Proposta está na Lei de Diretrizes Orçamentárias
(LDO), que foi divulgada nesta quinta-feira pela área econômica. Salário mínimo
atual é de R$ 954.
Será a primeira vez
que o salário mínimo, que serve de referência para cerca de 45 milhões de
pessoas, ficará acima da marca de R$ 1 mil. A proposta será encaminhada agora
ao Congresso. Entretanto, ao longo deste ano o governo pode mudar o valor, caso
haja alteração na previsão para a inflação deste ano, que compõe a fórmula para
o cálculo do reajuste do mínimo do ano que vem.
O reajuste começa a valer em janeiro
de 2019, com pagamento a partir de fevereiro.
COMO O MÍNIMO É REAJUSTADO?
O reajuste do salário mínimo obedece
a uma fórmula que leva em consideração o resultado do Produto Interno Bruto
(PIB) de dois anos antes e a variação do INPC (Índice Nacional de Preços ao
Consumidor) do ano anterior.
Para o mínimo de 2019, portanto, a
fórmula determina a soma do resultado do PIB de 2017 (alta de 1%) e o INPC de
2018. Como só será possível saber no início do ano que vem a variação do INPC
de 2018, o governo usa uma previsão para propor o aumento.
Ao propor um salário mínimo de R$
1.002 para 2019, o reajuste será de 5,03%, bem acima da correção de 1,81% que
foi feita em 2018 – o menor percentual em 24 anos.

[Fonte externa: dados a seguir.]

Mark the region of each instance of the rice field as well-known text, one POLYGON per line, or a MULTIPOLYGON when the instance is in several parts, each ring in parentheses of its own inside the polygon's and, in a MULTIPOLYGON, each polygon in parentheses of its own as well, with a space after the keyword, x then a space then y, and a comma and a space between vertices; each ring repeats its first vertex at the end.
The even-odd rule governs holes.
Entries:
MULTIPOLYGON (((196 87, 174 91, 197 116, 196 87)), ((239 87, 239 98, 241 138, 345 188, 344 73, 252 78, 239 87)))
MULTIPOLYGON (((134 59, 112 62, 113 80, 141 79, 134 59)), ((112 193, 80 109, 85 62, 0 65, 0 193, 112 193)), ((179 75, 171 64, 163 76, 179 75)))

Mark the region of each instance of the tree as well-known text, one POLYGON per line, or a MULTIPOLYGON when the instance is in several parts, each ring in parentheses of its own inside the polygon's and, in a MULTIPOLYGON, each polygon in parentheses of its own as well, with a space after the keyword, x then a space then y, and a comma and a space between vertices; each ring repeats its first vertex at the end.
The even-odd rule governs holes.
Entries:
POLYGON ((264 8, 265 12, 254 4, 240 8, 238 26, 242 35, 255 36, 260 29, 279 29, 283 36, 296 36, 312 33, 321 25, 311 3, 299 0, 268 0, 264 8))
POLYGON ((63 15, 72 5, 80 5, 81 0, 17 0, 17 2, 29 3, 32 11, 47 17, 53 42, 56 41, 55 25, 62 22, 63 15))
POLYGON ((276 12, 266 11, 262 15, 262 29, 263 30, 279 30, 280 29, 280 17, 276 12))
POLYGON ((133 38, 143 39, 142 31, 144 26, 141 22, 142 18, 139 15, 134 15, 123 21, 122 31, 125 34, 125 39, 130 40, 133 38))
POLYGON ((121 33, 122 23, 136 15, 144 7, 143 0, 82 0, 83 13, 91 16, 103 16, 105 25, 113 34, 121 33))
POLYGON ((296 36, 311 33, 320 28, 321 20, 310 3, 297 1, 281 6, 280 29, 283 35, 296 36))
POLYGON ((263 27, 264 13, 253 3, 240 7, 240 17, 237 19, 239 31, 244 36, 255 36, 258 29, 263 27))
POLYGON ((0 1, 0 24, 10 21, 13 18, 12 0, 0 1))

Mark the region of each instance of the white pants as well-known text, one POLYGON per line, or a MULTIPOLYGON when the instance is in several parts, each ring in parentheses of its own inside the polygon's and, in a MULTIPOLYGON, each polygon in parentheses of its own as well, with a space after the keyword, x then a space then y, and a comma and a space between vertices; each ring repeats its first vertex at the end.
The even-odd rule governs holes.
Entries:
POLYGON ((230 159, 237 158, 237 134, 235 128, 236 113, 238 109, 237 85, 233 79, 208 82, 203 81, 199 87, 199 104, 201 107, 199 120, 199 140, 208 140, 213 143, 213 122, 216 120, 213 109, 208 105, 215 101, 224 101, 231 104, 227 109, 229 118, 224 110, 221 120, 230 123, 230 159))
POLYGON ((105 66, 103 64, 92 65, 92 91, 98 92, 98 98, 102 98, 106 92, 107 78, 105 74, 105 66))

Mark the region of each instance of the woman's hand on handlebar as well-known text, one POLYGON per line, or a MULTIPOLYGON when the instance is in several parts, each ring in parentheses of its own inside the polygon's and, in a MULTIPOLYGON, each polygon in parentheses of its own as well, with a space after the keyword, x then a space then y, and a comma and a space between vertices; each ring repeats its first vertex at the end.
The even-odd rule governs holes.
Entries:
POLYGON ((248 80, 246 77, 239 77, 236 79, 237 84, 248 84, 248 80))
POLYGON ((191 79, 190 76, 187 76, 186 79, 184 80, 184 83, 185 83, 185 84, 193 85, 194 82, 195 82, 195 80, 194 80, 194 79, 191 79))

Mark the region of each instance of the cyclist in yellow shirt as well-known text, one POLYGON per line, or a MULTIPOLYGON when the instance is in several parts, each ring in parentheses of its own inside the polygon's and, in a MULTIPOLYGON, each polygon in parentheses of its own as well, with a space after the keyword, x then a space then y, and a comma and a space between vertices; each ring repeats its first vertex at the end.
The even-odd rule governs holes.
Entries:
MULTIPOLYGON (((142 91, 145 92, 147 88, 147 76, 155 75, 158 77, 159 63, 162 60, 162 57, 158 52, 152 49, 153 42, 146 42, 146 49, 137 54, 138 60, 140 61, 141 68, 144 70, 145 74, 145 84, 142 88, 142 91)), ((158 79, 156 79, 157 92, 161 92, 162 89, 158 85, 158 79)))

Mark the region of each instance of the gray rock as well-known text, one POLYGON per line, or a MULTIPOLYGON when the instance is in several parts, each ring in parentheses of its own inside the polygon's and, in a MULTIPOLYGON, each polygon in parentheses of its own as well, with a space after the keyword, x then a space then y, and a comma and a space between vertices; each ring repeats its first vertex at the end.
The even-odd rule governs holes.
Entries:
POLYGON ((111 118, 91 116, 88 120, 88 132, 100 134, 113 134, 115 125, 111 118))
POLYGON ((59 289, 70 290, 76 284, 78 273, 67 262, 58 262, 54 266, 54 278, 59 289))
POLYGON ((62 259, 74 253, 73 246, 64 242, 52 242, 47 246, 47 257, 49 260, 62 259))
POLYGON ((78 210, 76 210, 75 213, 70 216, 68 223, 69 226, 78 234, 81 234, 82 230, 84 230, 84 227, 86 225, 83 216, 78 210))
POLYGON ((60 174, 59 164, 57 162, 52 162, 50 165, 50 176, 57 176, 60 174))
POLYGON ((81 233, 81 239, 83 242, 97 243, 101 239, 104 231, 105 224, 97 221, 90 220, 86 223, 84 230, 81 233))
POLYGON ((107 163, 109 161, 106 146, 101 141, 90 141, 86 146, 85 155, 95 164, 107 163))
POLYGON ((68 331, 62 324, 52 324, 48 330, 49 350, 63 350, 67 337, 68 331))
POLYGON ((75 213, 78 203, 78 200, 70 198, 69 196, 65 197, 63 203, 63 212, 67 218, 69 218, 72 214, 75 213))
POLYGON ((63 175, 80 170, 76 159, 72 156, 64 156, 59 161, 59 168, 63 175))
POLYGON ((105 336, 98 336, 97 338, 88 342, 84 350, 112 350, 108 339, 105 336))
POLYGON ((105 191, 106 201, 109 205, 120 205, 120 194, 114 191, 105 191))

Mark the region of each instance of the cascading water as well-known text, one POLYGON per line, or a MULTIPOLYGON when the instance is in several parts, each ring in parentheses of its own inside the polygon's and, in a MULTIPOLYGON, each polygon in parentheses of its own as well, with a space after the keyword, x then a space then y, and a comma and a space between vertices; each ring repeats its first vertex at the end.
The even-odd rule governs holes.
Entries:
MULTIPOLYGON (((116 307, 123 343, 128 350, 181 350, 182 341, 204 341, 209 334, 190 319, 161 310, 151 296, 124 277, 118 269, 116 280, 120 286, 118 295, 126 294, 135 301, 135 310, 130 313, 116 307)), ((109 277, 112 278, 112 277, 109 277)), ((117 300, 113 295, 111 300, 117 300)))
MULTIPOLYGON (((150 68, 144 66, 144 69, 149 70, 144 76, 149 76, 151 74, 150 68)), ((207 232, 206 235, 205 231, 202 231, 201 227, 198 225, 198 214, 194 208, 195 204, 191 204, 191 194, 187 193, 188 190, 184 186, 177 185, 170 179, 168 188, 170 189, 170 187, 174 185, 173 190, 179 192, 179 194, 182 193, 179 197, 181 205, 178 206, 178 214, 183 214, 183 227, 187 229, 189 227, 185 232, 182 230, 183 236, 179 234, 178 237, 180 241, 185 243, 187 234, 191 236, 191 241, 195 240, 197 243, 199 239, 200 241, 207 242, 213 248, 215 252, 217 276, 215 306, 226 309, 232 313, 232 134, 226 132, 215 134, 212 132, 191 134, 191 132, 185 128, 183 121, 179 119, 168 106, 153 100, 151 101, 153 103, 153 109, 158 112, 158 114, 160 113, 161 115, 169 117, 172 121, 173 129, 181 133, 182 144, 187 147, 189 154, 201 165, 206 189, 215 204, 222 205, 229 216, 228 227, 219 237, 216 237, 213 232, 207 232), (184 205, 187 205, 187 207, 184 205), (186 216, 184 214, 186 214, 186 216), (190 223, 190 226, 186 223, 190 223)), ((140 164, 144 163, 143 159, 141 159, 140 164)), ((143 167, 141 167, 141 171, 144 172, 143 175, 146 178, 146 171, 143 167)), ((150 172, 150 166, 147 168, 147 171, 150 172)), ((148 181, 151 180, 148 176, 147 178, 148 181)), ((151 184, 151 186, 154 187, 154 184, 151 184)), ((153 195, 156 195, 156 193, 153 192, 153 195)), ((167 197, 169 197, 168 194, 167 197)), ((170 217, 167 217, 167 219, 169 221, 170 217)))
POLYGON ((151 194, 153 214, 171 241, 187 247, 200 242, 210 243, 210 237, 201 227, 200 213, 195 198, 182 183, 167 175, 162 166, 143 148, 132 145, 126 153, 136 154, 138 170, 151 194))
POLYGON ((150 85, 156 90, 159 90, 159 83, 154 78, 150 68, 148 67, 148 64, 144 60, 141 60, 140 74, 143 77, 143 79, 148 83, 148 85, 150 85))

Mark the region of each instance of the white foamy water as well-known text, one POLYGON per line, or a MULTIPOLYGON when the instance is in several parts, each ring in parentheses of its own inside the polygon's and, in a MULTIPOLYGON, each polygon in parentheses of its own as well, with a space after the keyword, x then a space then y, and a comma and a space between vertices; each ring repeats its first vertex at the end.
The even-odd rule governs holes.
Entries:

O governo também já havia informado
que aplicaria, em 2019, no reajuste do mínimo maior, por conta de uma compensação pelo reajuste deste ano, que ficou abaixo da inflação medida pelo INPC.
ÚLTIMO ANO DA ATUAL FÓRMULA
A atual fórmula de reajuste do salário
mínimo (inflação do ano anterior mais o PIB de dois anos antes) começou a valer
em 2012, no governo da ex-presidente Dilma Rousseff.
Em 2015, Dilma encaminhou ao
Congresso uma Medida Provisória que foi aprovada e estendeu esse modelo de
correção até 2019.
Analistas esperam que o novo formato
de correção do salário mínimo, de 2020 em diante, seja um dos pontos debatidos
na campanha eleitoral para a Presidência da República no ano que vem.
IMPACTO
NAS CONTAS PÚBLICAS
O reajuste do salário mínimo tem
impacto nos gastos do governo. Isso porque os benefícios pagos pelo Instituto
Nacional do Seguro Social (INSS) aos aposentados não podem ser menores do que
um salário mínimo.
Com o aumento de R$ 48 no salário
mínimo no próximo ano, de R$ 954 para R$ 1.002, os números da área econômica
indicam de que haverá um aumento nos gastos públicos de mais de R$ 14 bilhões
somente por conta desse reajuste.
Na Lei de Diretrizes Orçamentárias
(LDO) de 2018, enviada ao Congresso no ano passado, o governo informou que cada
R$ 1 de aumento no salário mínimo gera um incremento de cerca de R$ 300 milhões
ao ano nas despesas do governo.
SALÁRIO
MÍNIMO ‘NECESSÁRIO’
Mesmo se confirmada a proposta para
o salário mínimo acima de R$ 1 mil para 2019, o valor ainda ficará distante do
valor considerado como “necessário”, segundo cálculo do Departamento
Intersindical de Estatística e Estudos Socioeconômicos (Dieese).
De acordo com o órgão, o salário
mínimo “necessário” para suprir as despesas de uma família de quatro pessoas
com alimentação, moradia, saúde, educação, vestuário, higiene, transporte,
lazer e previdência deveria ser de R$ 3.706,44 em março deste ano.